= Parallel Nuclear Program =

The Parallel Nuclear Program, officially the Autonomous Nuclear Technology Program (Programa Autônomo de Tecnologia Nuclear; PATN), was a Brazilian initiative to master the technology of the nuclear fuel cycle, developed separately from the "official" nuclear program established by the Brazil–West Germany nuclear agreement and therefore "parallel". Established in 1979, during the military dictatorship, it involved the National Nuclear Energy Commission (CNEN) and the ministries of the Navy, Army, and Air Force, under the coordination of a general secretariat linked to the president of Brazil. The PATN was created under secrecy and was immune to the international safeguards and inspections applied to the "official" program. It became public at the end of the dictatorship, in 1985, and was dismantled and unified with the civilian program under the Collor administration, symbolically marked by the ceremony closing the nuclear weapons test site at Serra do Cachimbo in September 1990.

Civilian and military research institutes had been developing nuclear activities in Brazil since the 1950s. The PATN coordinated these efforts to arrive at an alternative to Brazil's frustrations with the agreement with Germany. Officially, it aimed to "develop national competence in order to enable the broad use of nuclear energy, allowing for naval propulsion and the production of nuclear explosives for peaceful purposes". According to press reports in 1990, congressional investigations of the PATN found that the Institute for Advanced Studies had designed two nuclear weapons. Some research on nuclear weapons took place under the PATN, and there were military factions favorable to their production, but this was not the program's focus. The prevailing view among military officers and diplomats was that a latent capability to militarize enriched uranium would suffice to deter potential adversaries - namely Argentina - from obtaining a comparable bomb.

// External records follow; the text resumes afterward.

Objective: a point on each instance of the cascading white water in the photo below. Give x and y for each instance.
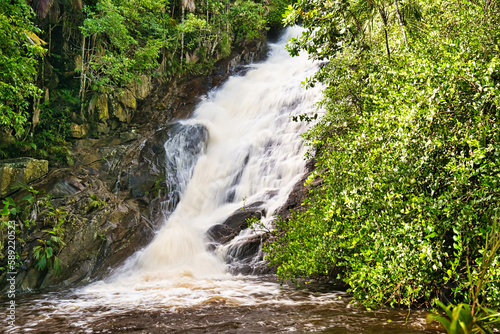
(253, 152)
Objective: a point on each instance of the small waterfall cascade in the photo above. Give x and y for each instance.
(241, 149)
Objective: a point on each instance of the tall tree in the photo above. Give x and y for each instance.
(19, 49)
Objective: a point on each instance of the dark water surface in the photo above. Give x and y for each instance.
(286, 310)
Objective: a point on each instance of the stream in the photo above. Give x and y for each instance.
(240, 149)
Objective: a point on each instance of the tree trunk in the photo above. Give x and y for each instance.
(401, 21)
(387, 44)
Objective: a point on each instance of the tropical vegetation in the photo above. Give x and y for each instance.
(58, 56)
(403, 202)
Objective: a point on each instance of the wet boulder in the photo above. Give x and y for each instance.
(20, 171)
(234, 224)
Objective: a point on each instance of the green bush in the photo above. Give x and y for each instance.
(409, 157)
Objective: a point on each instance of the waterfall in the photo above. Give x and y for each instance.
(241, 148)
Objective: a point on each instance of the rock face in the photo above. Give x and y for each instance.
(112, 200)
(234, 224)
(20, 171)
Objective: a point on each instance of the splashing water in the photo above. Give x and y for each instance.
(253, 153)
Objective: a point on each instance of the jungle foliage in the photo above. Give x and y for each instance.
(408, 152)
(56, 55)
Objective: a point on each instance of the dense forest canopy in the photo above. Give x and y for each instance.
(405, 207)
(59, 56)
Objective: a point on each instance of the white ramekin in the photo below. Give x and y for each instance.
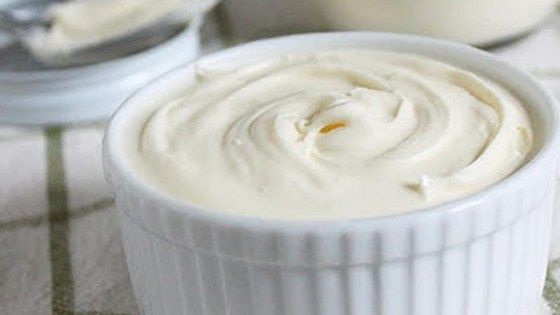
(92, 92)
(479, 22)
(484, 254)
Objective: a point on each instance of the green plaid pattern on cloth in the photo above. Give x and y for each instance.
(60, 247)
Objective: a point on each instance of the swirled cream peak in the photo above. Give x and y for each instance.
(340, 134)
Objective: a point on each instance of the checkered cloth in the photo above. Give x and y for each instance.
(60, 248)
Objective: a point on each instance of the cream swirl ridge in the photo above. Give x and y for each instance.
(339, 134)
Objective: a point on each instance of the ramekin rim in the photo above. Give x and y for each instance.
(183, 207)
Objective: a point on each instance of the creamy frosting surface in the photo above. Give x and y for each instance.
(331, 135)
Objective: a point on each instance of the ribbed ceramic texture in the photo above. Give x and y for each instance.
(485, 258)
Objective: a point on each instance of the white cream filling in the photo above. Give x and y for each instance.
(82, 23)
(341, 134)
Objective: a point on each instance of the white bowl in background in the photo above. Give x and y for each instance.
(91, 92)
(483, 254)
(478, 22)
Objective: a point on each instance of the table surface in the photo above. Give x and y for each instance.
(60, 248)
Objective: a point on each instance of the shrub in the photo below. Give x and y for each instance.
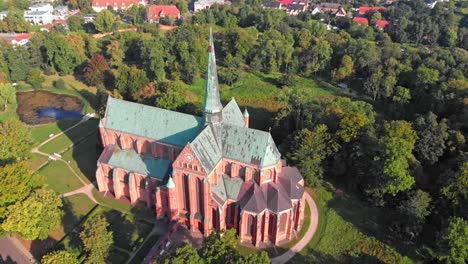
(59, 84)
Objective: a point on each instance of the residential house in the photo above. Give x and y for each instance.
(381, 23)
(273, 5)
(332, 8)
(16, 39)
(295, 9)
(366, 9)
(3, 15)
(155, 12)
(361, 21)
(200, 5)
(89, 18)
(100, 5)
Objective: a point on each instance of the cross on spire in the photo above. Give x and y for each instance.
(212, 105)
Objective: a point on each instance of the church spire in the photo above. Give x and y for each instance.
(212, 106)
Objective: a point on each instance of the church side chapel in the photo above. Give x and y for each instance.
(210, 172)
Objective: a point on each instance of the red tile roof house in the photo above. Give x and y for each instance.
(155, 12)
(366, 9)
(361, 20)
(382, 23)
(99, 5)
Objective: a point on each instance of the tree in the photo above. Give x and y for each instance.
(130, 80)
(186, 254)
(35, 78)
(453, 246)
(104, 21)
(311, 148)
(431, 138)
(397, 144)
(61, 55)
(59, 257)
(96, 69)
(37, 216)
(15, 141)
(97, 239)
(345, 70)
(115, 53)
(7, 94)
(16, 183)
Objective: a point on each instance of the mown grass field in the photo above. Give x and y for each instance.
(59, 177)
(341, 238)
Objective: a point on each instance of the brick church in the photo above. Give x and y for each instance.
(206, 172)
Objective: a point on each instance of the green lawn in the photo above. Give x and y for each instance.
(339, 239)
(83, 157)
(35, 161)
(62, 142)
(41, 133)
(59, 177)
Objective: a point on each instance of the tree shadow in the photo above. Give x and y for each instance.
(7, 260)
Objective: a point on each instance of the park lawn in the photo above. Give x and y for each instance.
(59, 177)
(9, 113)
(83, 157)
(338, 238)
(72, 136)
(36, 161)
(41, 132)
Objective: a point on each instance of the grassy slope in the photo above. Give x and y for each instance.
(340, 237)
(59, 177)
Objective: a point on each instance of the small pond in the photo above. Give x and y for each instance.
(41, 107)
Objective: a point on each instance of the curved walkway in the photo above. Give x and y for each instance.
(307, 237)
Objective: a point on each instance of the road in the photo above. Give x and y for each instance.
(9, 248)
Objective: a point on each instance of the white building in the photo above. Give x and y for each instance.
(39, 14)
(199, 5)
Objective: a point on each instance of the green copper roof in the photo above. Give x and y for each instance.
(134, 162)
(249, 145)
(212, 102)
(170, 183)
(151, 122)
(232, 114)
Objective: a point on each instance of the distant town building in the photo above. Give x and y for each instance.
(200, 5)
(208, 173)
(16, 39)
(89, 18)
(361, 21)
(366, 9)
(155, 12)
(99, 5)
(3, 15)
(381, 23)
(39, 14)
(332, 8)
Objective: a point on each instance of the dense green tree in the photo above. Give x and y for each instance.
(97, 239)
(130, 80)
(7, 95)
(432, 136)
(61, 55)
(94, 72)
(59, 257)
(36, 217)
(312, 147)
(16, 183)
(15, 141)
(454, 242)
(35, 78)
(397, 144)
(104, 21)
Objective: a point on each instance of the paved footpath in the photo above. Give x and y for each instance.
(307, 237)
(11, 248)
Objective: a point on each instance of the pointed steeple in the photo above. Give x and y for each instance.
(212, 106)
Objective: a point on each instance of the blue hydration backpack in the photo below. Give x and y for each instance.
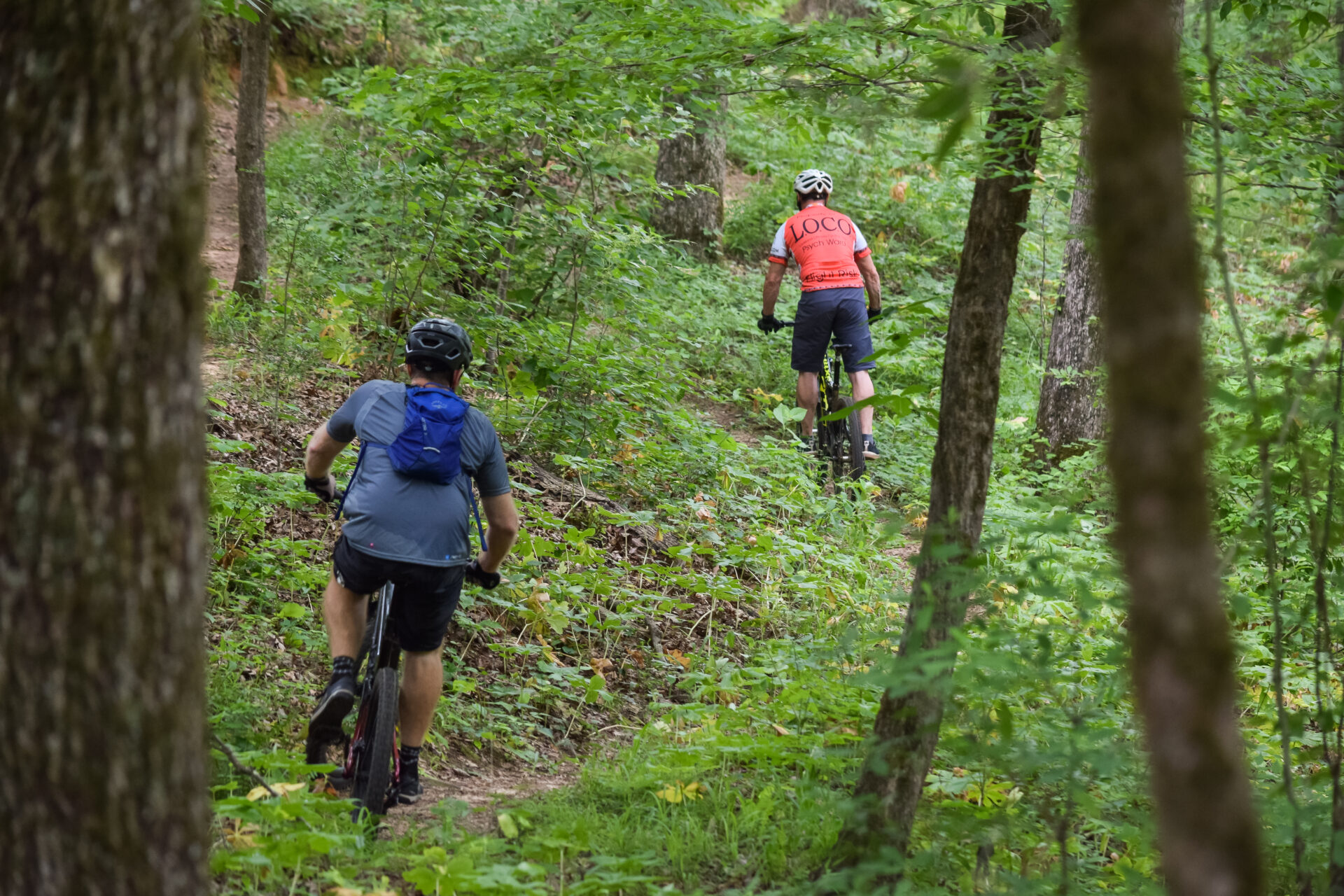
(430, 442)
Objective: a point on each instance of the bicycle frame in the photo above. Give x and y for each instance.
(379, 654)
(836, 440)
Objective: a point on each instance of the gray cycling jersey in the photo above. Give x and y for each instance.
(393, 516)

Each of the three Armed Forces branches pursued a different path to uranium enrichment: the Navy with Project Cyclone, based on ultracentrifugation, aimed at a nuclear submarine (Project Remo); the Army with Project Atlantic, focused on the production of graphite and plutonium; and the Air Force with Project Solimões, based on laser enrichment, intended to produce nuclear explosives for peaceful purposes and to supply energy for satellites. CNEN managed the Procon, Celeste, and Metallurgy projects for the production of uranium compounds, fuel reprocessing for plutonium production, preparation of metallic uranium, and radiometric and environmental control. Among the military programs, only the Navy's succeeded and survived the demise of the PATN, becoming involved in the civilian nuclear sector and continuing the nuclear submarine project. According to José Goldemberg, Secretary of Science and Technology under the Collor administration, in 1990 the Army's program was still at a rudimentary stage, and the Air Force's, although somewhat more advanced, achieved "no more than what you would expect from a master's student in the United States".